A lot of people want to pretend that politics are like sports. You can root for the Dallas Cowboys, and I can root for the Baltimore Ravens—we can have spirited arguments over which team is better and still remain friends. But politics are not like sports. Identifying with a particular football team has no moral basis; it’s the result of geographic accidents and impulsive decisions as a youth.

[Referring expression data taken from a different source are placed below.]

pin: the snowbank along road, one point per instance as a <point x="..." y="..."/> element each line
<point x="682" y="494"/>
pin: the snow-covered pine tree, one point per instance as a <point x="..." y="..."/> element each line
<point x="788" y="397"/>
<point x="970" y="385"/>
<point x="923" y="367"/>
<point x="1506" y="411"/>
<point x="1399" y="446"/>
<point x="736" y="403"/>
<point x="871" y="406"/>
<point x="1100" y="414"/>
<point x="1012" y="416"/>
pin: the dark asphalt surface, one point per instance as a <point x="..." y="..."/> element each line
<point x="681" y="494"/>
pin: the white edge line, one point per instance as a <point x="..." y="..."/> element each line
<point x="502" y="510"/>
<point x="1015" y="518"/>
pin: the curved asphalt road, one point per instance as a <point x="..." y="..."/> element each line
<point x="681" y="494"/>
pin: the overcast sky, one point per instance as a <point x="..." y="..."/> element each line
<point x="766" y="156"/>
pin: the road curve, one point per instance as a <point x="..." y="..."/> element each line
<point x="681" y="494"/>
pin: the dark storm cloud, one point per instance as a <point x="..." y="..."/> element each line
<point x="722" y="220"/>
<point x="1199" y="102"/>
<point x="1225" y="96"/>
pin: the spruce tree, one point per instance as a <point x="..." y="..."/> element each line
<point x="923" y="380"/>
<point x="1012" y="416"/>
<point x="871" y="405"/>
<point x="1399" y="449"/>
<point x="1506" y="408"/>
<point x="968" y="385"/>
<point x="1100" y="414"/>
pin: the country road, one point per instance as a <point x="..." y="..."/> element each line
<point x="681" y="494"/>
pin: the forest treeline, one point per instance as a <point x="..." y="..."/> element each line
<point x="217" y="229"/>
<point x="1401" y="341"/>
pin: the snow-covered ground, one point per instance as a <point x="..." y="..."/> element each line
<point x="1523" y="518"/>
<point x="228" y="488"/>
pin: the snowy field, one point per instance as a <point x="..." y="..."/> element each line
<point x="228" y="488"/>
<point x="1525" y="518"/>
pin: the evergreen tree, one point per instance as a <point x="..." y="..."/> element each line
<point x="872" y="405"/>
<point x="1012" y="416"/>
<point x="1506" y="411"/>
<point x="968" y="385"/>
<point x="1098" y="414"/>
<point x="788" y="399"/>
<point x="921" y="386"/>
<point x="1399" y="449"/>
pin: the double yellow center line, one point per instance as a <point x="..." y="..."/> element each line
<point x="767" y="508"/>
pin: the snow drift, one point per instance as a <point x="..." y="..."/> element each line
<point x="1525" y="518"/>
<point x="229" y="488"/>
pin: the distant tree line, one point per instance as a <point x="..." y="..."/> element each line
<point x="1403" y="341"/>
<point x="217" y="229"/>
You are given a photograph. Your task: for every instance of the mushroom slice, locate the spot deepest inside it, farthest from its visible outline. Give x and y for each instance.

Politics do have a moral basis. It matters if you regulate police violence too much or too little. It matters if you regulate carbon emissions too much or too little. It matters if you regulate access to guns too much or too little. It matters if you follow the scientists on covid-19 too much or too little. It matters if you protect the unemployed from eviction too much or too little. These are moral decisions, because people will live and die as a result.

So, as Pelosi suggests, let’s have a frank and open debate about the nation’s moral values. Let each party make its ideological case and try to persuade the independent voters and non-voters. Let’s drop the pretense that we’re just playing a game. If it makes some people uncomfortable, that’s “good trouble,” as the late John Lewis put it.